Quick and Simple Collard Greens Shakshuka

This simple and easy, collard greens shakshuka is one of my novel versions for a most beloved old dish. With no added fats and a lot of added greens, this delightful dish is as healthy as it is delicious. And a perfect match for my new salubrious eating regime.

You see, for me, as a food blogger, one of the most exciting yet challenging things is coming up with new recipes. It starts with a passionate idea and always ends with a taste.
Now, don’t get me wrong, I love food, and I love blogging about it. I love it all from concept to taste. But, between spending my day in the kitchen, trying and testing new recipes, and the closed gyms, I found myself craving a change.

That most desired change came in the shape of healthier recipes.
Not just any recipes, but a healthier version of my all times favourite, and at the top of that list is shakshuka.

As a result, I have embraced a new leaner, more nutrition aware food regime. That allows me to stay in shape, stay safe, but more than all – stay healthy, without excluding any of my favourites. And definitely without excluding treats. It is all about balance, right?!

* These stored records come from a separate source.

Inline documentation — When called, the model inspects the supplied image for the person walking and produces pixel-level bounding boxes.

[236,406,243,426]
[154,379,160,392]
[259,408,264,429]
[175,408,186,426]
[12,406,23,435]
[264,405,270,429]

That is exactly how this simple and easy, collard greens shakshuka came to be, much like the turkey & mashed-potatoes pie from last week, and fingers crossed like many more to come. Just like a new dress for an old friend. Healthier, leaner and just as delicious.

Ingredients:

1 large brown onion, thinly sliced
1 medium courgette, small cubes
150 gram collard greens, stem removed and thinly sliced
4 large eggs
1/2 tsp ground cumin
Salt & pepper to taste
Zest of half a lemon

Method:

Blanch the greens in boiling salt water (see here for how to cook greens). Set aside to chill.

Fry the onion with the courgette, in a scolding hot pan with no oil (if needed add a tbsp of water). Season with salt & pepper to taste.

Leave to fry until golden in colour.

Lower the heat to medium, add the greens and mix gently. Add the cumin and lemon zest, season with salt & pepper to taste, cover the pan with a lid and allow to steam for 2-3 minutes, until the onion softens up.

With the help of a wooden spoon push some of the mixture asides, creating four deep ‘dimples’, one in each quarter of the pan. Break an egg into each dimple.

Set the lid back on the pan and allow to gently simmer for 3-5 minutes, depend on how well cooked you like your eggs.

Tips:

For a fresher flavour, squeeze the juice of half a lemon in before adding the eggs.

For a hint of warmth, add 1 crushed garlic clove to the pan when adding the onions.

Try adding some crumbled feta, before adding the eggs. It will add some creaminess and flavour. Just mind the salt as feta is salty cheese.


Print

Quick and Simple Fat-Free Green Shakshuka

A healthy and delicious dish that is easy to make.
Course Breakfast
Cuisine Mediterranean
Keyword diet, eggs, healthy, quick, Shakshuka, simple
Prep Time 5 minutes
Cook Time 12 minutes
Servings 2
Calories 238kcal

Ingredients

  • 1 large brown onion thinly sliced
  • 1 medium courgette small cubes
  • 150 gram collard greens stem removed & thinly sliced
  • 4 large eggs
  • ½ tsp cumin
  • salt & pepper to taste
  • Zest of half a lemon

Instructions

  • Blanch the greens in boiling salt water (see here for how to cook greens). Set aside to chill.
  • Fry the onion with the courgette, in a scolding hot pan with no oil (if needed add a tbsp of water). Season with salt & pepper to taste. Leave to fry until golden in colour.
  • Lower the heat to medium, add the greens and mix gently. Add the cumin and lemon zest, season with salt & pepper to taste, cover the pan with a lid and allow to steam for 2-3 minutes, until the onion softens up.
  • With the help of a wooden spoon push some of the mixture asides, creating four deep ‘dimples’, one in each quarter of the pan. Break an egg into each dimple.
  • Set the lid back on the pan and allow to gently simmer for 3-5 minutes, depend on how well cooked you like your eggs.